The calculator includes preset buttons for common inverse tangent inputs, a visual indicator showing where the result falls within the arctan range, and a comprehensive reference table of standard arctan values. Whether you need to convert a slope to a heading, find a phase angle in electronics, or check an answer on a trig exam, this calculator handles it instantly.
Inverse Tangent Calculator (tan⁻¹ / arctan) — Degrees & Radians helps you avoid repetitive setup mistakes when solving trigonometric and coordinate-geometry problems. Instead of recalculating conversions, signs, and edge cases by hand, you can test inputs immediately, inspect intermediate values, and confirm final answers before submitting work or using numbers in downstream calculations. It surfaces key outputs like Result (degrees), Result (radians), Result (gradians) in one pass.
arctan(x) returns θ such that tan(θ) = x and −90° < θ < 90°. atan2(y, x) returns θ in (−180°, 180°] identifying the correct quadrant. General solution: θ + n·180° for any integer n.
Result: 45°
Using value=1, unit=degrees, the calculator returns 45°. This example mirrors the calculator's live computation flow and is useful for checking manual steps and unit handling.
This calculator is tailored to inverse tangent calculator (tan⁻¹ / arctan) — degrees & radians workflows, including common input modes, unit handling, and special-case behavior. It is designed for fast checking during homework, exam preparation, technical drafting, and coding tasks where trigonometric consistency matters.
Use the primary result together with supporting outputs to verify direction, magnitude, and validity. Cross-check against known identities or geometric constraints, and confirm that angle ranges, sign conventions, and domain restrictions are satisfied before using the numbers elsewhere.
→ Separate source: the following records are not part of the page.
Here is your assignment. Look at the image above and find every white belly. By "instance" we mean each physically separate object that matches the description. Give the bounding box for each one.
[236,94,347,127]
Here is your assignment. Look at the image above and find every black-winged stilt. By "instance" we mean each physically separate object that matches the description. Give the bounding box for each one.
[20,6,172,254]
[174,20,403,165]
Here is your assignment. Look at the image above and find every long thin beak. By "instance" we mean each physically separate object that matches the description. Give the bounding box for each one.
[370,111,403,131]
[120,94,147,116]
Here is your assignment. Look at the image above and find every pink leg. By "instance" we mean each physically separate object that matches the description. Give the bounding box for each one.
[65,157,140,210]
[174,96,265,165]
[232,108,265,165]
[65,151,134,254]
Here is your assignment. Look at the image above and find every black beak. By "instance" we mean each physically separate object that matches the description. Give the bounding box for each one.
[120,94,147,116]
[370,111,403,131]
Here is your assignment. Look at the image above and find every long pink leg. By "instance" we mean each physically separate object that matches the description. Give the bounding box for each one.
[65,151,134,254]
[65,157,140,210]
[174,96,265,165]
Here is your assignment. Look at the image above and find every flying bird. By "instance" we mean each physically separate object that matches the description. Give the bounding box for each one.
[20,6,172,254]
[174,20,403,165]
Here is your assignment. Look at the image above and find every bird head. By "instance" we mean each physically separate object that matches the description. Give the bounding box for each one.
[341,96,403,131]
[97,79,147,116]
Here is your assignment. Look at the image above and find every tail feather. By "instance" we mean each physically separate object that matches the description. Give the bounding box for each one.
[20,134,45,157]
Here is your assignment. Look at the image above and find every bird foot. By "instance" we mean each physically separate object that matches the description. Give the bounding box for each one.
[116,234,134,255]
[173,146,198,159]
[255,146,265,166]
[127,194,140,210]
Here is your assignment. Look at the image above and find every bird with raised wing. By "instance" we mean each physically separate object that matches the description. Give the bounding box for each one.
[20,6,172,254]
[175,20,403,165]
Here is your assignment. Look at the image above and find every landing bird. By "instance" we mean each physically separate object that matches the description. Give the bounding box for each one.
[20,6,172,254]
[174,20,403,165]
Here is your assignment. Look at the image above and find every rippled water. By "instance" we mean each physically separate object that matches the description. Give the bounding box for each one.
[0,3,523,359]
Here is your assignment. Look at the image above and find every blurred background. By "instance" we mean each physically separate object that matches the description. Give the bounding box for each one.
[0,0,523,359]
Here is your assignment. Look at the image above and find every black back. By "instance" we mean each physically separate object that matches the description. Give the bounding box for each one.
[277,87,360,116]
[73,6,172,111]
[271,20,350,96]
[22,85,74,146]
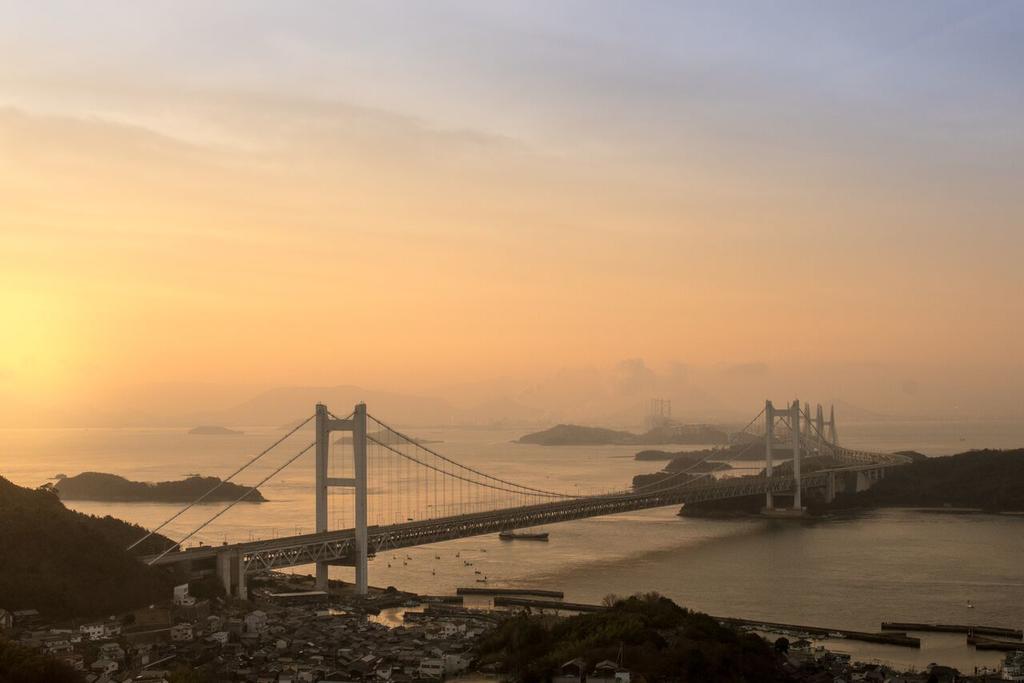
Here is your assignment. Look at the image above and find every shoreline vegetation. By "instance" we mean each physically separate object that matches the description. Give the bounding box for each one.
[514,424,729,445]
[476,593,793,683]
[52,472,266,503]
[0,477,174,617]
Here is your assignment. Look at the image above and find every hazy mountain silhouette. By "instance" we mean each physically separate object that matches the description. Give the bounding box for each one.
[193,385,459,427]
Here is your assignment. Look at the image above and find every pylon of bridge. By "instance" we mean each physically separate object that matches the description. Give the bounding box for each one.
[765,400,809,516]
[315,403,369,595]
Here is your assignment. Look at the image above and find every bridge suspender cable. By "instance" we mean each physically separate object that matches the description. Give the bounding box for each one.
[150,440,316,565]
[127,415,313,550]
[368,415,582,498]
[367,432,584,498]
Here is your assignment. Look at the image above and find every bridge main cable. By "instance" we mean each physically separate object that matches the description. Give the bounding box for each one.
[126,415,313,550]
[367,415,584,498]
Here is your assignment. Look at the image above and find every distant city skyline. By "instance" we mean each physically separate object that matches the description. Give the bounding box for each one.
[0,1,1024,426]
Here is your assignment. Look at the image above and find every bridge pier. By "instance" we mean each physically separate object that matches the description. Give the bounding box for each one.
[825,472,836,504]
[765,400,775,512]
[216,548,249,600]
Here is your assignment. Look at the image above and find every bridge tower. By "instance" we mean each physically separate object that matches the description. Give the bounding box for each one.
[315,403,369,595]
[765,400,775,512]
[765,400,809,513]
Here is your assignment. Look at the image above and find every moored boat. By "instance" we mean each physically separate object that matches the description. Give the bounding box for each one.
[498,531,548,541]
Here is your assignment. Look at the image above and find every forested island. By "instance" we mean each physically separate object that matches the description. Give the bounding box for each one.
[516,425,729,445]
[0,477,173,617]
[53,472,266,503]
[671,449,1024,516]
[477,593,792,683]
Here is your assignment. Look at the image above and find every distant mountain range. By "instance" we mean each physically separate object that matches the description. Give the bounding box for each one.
[53,472,266,503]
[517,425,729,445]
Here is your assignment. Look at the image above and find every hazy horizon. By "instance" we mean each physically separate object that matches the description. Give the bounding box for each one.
[0,1,1024,427]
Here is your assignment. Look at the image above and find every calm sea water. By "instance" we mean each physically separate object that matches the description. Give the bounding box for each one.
[0,422,1024,671]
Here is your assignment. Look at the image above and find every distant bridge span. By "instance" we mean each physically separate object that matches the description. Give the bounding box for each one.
[143,401,909,597]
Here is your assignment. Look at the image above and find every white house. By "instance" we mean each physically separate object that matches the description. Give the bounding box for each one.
[207,631,229,645]
[418,657,444,678]
[89,659,121,675]
[171,622,196,643]
[78,623,106,640]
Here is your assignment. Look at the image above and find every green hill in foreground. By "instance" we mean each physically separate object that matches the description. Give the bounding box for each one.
[0,477,171,617]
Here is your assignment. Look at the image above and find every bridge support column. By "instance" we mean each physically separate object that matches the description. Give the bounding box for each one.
[316,403,370,595]
[352,403,370,595]
[231,550,249,600]
[825,472,836,503]
[217,550,231,597]
[314,403,331,591]
[790,400,804,510]
[765,400,775,510]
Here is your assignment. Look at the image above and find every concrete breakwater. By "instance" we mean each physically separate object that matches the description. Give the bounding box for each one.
[882,622,1024,647]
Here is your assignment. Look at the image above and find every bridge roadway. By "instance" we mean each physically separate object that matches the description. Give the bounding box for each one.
[143,459,904,573]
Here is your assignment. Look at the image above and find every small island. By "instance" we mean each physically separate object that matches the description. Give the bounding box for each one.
[188,425,245,436]
[334,429,443,445]
[53,472,266,503]
[515,424,729,445]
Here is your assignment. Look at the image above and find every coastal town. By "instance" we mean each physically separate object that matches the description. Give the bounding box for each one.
[0,574,1024,683]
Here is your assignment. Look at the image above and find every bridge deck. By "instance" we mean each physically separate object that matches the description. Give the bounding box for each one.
[146,461,901,572]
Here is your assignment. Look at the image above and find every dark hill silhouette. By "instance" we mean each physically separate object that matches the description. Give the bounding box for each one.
[53,472,266,503]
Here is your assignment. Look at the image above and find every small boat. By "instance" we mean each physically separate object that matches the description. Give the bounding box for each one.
[498,531,548,541]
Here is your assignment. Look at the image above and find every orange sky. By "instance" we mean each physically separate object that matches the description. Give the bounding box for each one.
[0,6,1024,423]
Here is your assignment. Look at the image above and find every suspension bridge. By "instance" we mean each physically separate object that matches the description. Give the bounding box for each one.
[132,400,909,598]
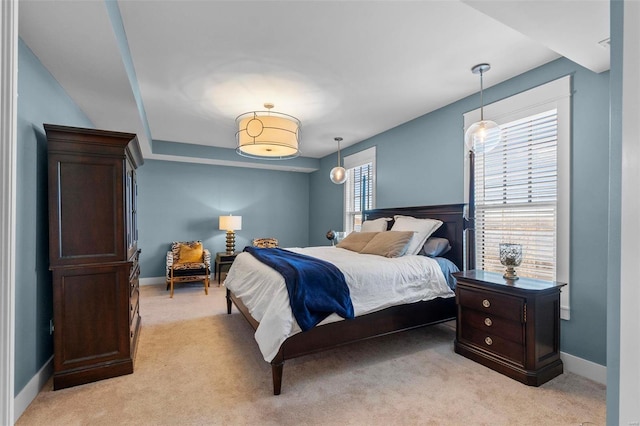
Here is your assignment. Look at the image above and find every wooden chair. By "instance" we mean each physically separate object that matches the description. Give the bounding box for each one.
[166,241,211,297]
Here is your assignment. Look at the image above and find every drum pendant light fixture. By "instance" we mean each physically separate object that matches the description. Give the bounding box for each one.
[329,137,347,185]
[464,64,500,153]
[236,103,300,160]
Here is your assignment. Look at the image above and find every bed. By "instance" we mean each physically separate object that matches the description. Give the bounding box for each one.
[226,204,464,395]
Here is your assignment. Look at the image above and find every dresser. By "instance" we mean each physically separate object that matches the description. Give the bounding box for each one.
[453,270,565,386]
[44,124,143,390]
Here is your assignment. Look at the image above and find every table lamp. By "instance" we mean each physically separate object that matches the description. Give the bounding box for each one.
[218,215,242,254]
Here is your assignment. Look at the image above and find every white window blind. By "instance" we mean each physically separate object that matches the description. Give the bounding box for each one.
[344,147,376,233]
[474,109,558,281]
[464,76,571,319]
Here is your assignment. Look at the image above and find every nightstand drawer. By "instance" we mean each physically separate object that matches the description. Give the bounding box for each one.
[460,327,525,367]
[460,309,525,345]
[457,288,525,322]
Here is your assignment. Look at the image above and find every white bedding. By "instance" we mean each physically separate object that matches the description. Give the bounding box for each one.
[224,246,454,362]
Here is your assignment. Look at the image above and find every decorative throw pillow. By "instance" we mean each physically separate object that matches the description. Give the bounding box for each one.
[336,232,379,253]
[360,217,391,232]
[391,215,442,254]
[177,241,203,263]
[419,237,451,257]
[360,231,413,257]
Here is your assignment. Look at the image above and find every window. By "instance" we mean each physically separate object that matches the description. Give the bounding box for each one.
[344,147,376,233]
[465,77,571,319]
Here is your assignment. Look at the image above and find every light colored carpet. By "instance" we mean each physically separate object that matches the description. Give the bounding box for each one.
[17,285,605,425]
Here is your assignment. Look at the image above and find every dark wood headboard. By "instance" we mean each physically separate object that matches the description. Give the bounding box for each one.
[364,204,464,270]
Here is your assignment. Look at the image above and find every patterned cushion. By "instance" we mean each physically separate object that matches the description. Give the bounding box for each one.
[252,238,278,248]
[171,241,203,264]
[173,262,207,271]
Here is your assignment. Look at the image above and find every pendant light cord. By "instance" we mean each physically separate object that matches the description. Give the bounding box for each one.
[480,69,484,121]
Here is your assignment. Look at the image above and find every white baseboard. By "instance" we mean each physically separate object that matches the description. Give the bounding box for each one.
[140,274,214,285]
[13,356,53,423]
[140,277,167,285]
[560,352,607,385]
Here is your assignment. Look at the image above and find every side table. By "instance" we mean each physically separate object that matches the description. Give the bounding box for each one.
[453,270,566,386]
[213,251,238,287]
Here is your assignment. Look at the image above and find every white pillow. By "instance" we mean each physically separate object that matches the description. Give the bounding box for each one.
[391,215,442,254]
[360,217,391,232]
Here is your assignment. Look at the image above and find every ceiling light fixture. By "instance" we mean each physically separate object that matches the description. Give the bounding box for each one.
[329,137,347,185]
[464,64,500,152]
[236,103,300,160]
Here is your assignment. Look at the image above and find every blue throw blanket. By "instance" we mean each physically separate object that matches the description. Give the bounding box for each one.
[244,247,354,331]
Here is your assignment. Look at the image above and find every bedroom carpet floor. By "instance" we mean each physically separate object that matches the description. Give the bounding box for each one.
[16,284,606,426]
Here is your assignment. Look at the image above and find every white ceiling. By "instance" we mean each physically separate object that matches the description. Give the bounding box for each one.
[19,0,609,167]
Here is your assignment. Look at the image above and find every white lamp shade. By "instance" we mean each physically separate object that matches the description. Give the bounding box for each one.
[464,120,500,153]
[236,111,300,159]
[218,215,242,231]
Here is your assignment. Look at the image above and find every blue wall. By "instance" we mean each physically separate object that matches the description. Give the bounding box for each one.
[309,59,609,365]
[138,160,310,278]
[15,40,93,395]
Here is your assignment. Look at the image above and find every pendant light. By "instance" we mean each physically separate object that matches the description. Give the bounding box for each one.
[464,64,500,153]
[329,137,347,185]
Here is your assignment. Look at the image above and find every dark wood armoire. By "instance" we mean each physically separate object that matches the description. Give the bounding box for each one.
[44,124,144,389]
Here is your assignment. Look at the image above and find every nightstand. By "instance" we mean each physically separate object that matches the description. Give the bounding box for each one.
[453,270,566,386]
[213,251,238,286]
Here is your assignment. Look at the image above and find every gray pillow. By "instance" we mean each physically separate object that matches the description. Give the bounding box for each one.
[418,237,451,257]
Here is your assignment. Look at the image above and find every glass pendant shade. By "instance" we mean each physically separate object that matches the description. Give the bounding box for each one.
[329,167,347,185]
[464,120,500,153]
[329,137,347,185]
[464,64,500,154]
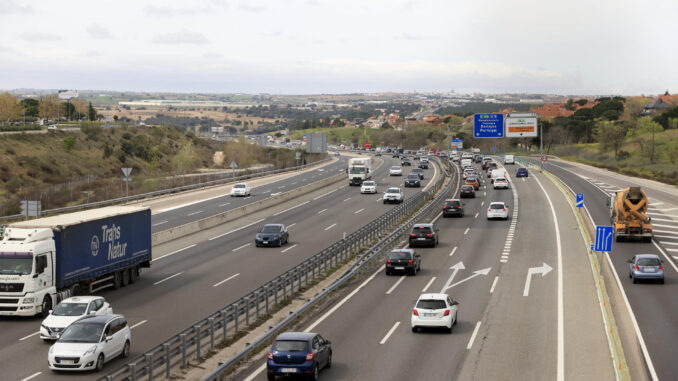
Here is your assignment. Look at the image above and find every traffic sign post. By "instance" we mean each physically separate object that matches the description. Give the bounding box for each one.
[473,114,504,138]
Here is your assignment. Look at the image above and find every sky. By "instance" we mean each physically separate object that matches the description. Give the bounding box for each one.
[0,0,678,95]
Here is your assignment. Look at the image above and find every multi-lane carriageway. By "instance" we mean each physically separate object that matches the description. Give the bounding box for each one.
[0,152,440,380]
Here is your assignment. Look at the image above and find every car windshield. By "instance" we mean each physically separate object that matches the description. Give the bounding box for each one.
[52,303,87,316]
[59,323,104,343]
[0,252,33,275]
[636,258,661,266]
[388,251,412,259]
[273,340,308,352]
[261,226,280,233]
[417,299,447,310]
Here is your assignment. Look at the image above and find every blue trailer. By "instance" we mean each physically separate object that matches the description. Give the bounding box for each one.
[0,206,151,316]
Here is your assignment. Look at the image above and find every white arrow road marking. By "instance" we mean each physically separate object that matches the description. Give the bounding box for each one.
[443,267,492,292]
[440,262,466,294]
[523,263,553,296]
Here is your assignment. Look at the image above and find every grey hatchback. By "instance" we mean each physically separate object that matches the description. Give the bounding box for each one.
[627,254,664,284]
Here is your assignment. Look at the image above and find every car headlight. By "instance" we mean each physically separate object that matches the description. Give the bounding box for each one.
[82,345,97,356]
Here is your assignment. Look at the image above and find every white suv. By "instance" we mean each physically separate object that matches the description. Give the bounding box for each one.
[410,294,459,333]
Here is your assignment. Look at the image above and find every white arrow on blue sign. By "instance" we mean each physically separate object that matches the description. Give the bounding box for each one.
[593,226,614,252]
[577,193,584,208]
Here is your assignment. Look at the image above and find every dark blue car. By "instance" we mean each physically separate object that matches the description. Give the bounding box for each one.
[266,332,332,380]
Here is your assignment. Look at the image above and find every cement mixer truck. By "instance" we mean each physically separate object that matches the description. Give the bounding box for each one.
[608,187,652,242]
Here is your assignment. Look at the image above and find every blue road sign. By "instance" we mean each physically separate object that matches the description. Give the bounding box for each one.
[473,114,504,138]
[593,226,614,252]
[577,193,584,208]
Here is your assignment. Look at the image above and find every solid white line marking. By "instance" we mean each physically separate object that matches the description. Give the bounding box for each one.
[490,275,499,294]
[386,275,407,295]
[280,243,299,253]
[151,243,197,262]
[153,272,183,286]
[466,321,480,349]
[421,277,436,292]
[232,242,252,251]
[208,218,264,241]
[212,273,240,287]
[21,372,42,381]
[274,201,311,215]
[19,331,40,341]
[129,320,148,329]
[379,321,400,344]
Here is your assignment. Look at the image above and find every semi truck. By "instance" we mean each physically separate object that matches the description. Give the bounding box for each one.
[607,187,652,242]
[0,206,151,316]
[348,157,372,185]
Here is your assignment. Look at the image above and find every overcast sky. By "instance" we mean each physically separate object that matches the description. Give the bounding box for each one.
[0,0,678,95]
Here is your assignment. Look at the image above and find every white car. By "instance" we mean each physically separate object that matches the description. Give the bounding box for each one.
[40,296,113,341]
[47,315,132,371]
[382,188,405,204]
[231,183,252,197]
[493,177,508,189]
[487,202,508,220]
[410,294,459,333]
[360,181,377,194]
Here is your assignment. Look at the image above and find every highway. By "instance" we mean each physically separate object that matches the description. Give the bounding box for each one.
[235,158,615,381]
[532,157,678,380]
[0,153,440,380]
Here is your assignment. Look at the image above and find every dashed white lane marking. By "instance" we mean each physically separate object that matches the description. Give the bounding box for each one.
[379,321,400,344]
[490,275,499,294]
[212,273,240,287]
[466,321,480,349]
[232,242,252,251]
[421,277,436,292]
[386,275,407,295]
[129,320,148,329]
[153,271,183,286]
[151,243,197,262]
[280,243,298,253]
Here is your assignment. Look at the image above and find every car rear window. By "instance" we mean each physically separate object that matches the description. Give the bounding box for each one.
[273,340,308,352]
[417,299,447,310]
[636,258,661,266]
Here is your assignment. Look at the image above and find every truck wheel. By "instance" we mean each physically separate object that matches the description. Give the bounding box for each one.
[113,271,122,289]
[121,269,130,287]
[40,295,52,318]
A reliable way to improve is to solve once manually, then verify with the calculator and explain any mismatch. Repeat this on varied examples and edge cases. The built-in preset scenarios for quick trials, comparison tables for side-by-side validation, visual cues that make trends and quadrants easier to read help you build pattern recognition and reduce sign or conversion errors over time.
Arctan is the inverse tangent function. Given a value x, arctan(x) returns the angle whose tangent is x, restricted to the interval (−90°, 90°).
arctan(x) takes a single ratio and returns an angle in (−90°, 90°). atan2(y, x) takes two separate values and returns an angle in (−180°, 180°], correctly identifying all four quadrants.
arctan(0) = 0°. The tangent function equals zero at 0°, 180°, 360°, etc., but the principal value is 0°.
No — by definition the principal value of arctan is always in (−90°, 90°). For angles outside this range, add multiples of 180° or use atan2.
If a line has slope m, the angle it makes with the horizontal is θ = arctan(m). For example, slope 1 → 45°, slope 0.5 → ≈ 26.57°.
Since tangent has period 180°, if arctan(x) = θ then the general solution is θ + n·180° for any integer n. This provides clearer practical guidance for reliable use.